Saul Landau: In Angolaem África, o que você fez?
Gerardo Hernández: Fui como segundo em comando em um pelotão de escoteiros. Primeiro, nossa turma recebeu treinamento geral. Então nos juntamos a diferentes unidades ao longo Angola. eu fui colocado em Cabinda, na 10ª Brigada de Tanques, 11º grupo tático. O tenente saiu e eu me tornei líder de pelotão até a chegada do seu substituto. Nossa missão era explorar uma parte do norte de Angola, muito perto do Congo, uma combinação de selva e deserto. Para proteger as nossas tropas, explorámos a área em redor da unidade, à procura de indícios de actividade inimiga. Exploraríamos, junto com os engenheiros de combate, e inspecionaríamos as estradas utilizadas pelos veículos de nossa unidade.
Por exemplo, usávamos um poço para tirar água da unidade e nossos caminhões tinham que ir até lá. Para evitar que o inimigo colocasse minas, patrulhamos a área com engenheiros de combate para localizar as minas.
Estive lá de 1989 a 1990. A imprensa disse que fiz missões de combate. Há uma grande diferença entre uma missão de combate e uma ação de combate. O pelotão de reconhecimento cumpriu sua missão sem entrar em combate. Concluímos 64 missões de combate, mas nunca tive nenhuma ação de combate. Apesar de ser a última fase da colaboração cubana no Angola, tive camaradas que encontraram minas inimigas.
Landau: Você poderia falar sobre morar em Miami? Como a vida se compara com Havana?

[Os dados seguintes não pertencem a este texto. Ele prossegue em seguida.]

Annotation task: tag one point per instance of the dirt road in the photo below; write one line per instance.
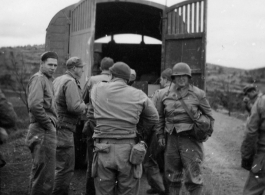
(224, 175)
(222, 172)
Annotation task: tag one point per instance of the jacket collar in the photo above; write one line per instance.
(105, 72)
(71, 75)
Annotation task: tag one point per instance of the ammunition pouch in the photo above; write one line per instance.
(67, 123)
(138, 153)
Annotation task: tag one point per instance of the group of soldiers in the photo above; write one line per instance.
(114, 112)
(120, 121)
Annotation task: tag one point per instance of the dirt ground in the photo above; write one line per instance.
(222, 172)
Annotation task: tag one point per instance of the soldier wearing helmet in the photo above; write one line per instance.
(183, 152)
(154, 163)
(117, 109)
(250, 96)
(89, 125)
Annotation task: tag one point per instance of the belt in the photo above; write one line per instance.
(115, 141)
(67, 120)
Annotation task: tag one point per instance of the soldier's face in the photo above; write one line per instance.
(49, 66)
(251, 94)
(79, 71)
(163, 81)
(181, 81)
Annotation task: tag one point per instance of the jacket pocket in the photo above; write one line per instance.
(94, 166)
(102, 148)
(137, 171)
(258, 165)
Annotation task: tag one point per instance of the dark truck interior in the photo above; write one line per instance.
(122, 18)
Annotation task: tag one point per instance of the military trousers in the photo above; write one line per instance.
(183, 155)
(114, 173)
(154, 165)
(65, 161)
(42, 144)
(255, 183)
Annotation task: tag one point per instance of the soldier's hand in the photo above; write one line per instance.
(246, 164)
(3, 135)
(162, 142)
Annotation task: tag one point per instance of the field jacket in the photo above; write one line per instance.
(8, 115)
(41, 100)
(254, 140)
(173, 115)
(117, 109)
(104, 76)
(68, 97)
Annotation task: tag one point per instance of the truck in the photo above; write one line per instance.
(179, 30)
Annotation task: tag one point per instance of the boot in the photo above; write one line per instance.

Hernández: eu venho de Havana, entre La Guinera e Vieja Linda. Existem tantas diferenças. A primeira coisa que vem à mente é a diferença material. Mas o que mais me impressionou não foi material. Por exemplo, em Cuba as pessoas vivem de portas abertas para os vizinhos e conhecem praticamente todo mundo do bairro. Às 8 da noite seu filho pode estar brincando lá fora. Então você grita da porta para as crianças entrarem e comerem ou tomarem banho. Eles vivem com a certeza de saber que ninguém venderá drogas ou o sequestrará aos seus filhos. No meu prédio em Miami, mesmo estando lá há anos, reconheci alguns vizinhos; mas as pessoas vivem com as portas fechadas. É um ambiente tão diferente. Em Cuba, se você vê um bebê saindo com os pais, mesmo que não conheça esse bebê, você diz: "Ah, que bebê lindo!" E você dá um tapinha na cabeça dele e o pega no colo... e isso é normal. Aqui não. Você tem que ter muito cuidado com esse tipo de coisa aqui. Além disso, havia certos Miami bairros onde todos os habitantes ou uma grande percentagem deles são de uma mesma raça. E as pessoas dizem: “Cuidado, não vá lá porque você parece branco e é um bairro negro com gangues”.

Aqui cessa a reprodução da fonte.